Cardinality, and in particular, Selectivity are important items to consider when designing the indexes and the WHERE clause of your queries.
First let’s start by defining them. Cardinality is the number of unique or distinct values that can exist in a column. For example, a column used to store Gender is likely to have only 2 possible values to choose from, Male and Female. This means the cardinality is 2 since there are only 2 possible values. Low cardinality is not ideal since it will lead to high selectivity.
Selectivity is defined as ‘# of rows’ / cardinality. The best selectivity is 1, meaning each row has a unique value in that column. The issue with the Gender column is that since the cardinality is low, the selectivity will be high. If a table has 10,000 rows and the cardinality is 2, then the selectivity is 5,000. 10,000 / 2 = 5,000. Unfortunately, 5,000 is a long way from the ideal selectivity of 1.
Why is it important?
Picture a query where you want to return all females born on a certain date.
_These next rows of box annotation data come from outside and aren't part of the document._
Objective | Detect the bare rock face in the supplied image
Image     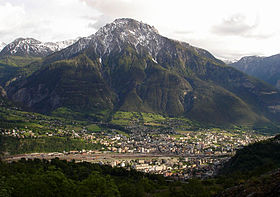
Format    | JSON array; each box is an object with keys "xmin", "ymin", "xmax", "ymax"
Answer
[{"xmin": 5, "ymin": 18, "xmax": 280, "ymax": 125}]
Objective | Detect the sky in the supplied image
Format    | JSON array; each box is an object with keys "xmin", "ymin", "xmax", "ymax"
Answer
[{"xmin": 0, "ymin": 0, "xmax": 280, "ymax": 60}]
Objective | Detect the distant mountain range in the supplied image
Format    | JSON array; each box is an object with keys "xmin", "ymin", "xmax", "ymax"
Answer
[
  {"xmin": 0, "ymin": 42, "xmax": 7, "ymax": 51},
  {"xmin": 230, "ymin": 54, "xmax": 280, "ymax": 89},
  {"xmin": 0, "ymin": 38, "xmax": 79, "ymax": 57},
  {"xmin": 0, "ymin": 19, "xmax": 280, "ymax": 126}
]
You might write it as “select column1, column2 from Employees where Gender = ‘F’ and Birthdate = ’1980-01-01′. If the first column (leading edge) of your index is Gender (selectivity of 5,000) then the query optimizer will first return roughly 5,000 rows where Gender = ‘F’ then it will go through those 5,000 rows to find rows where Birthdate = ’1980-01-01′.
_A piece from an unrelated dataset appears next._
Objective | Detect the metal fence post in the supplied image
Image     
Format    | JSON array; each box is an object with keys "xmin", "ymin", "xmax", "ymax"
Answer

Now let’s pretend you used Birthdate as the leading edge of your index and there are 5 employees born on that date. The query optimizer will first go through the index to find all rows with a Birthdate of ’1980-01-01′. This will return 5 rows. Then will will go through those 5 rows looking for entries where Gender = ‘F’. This index structure will be more efficient since the nested loop only goes through 5 rows, not 5,000 we saw in the first example.
A good rule of thumb to use is to place the lowest selectivity as the leading edge of your index followed by the next lowest selectivity.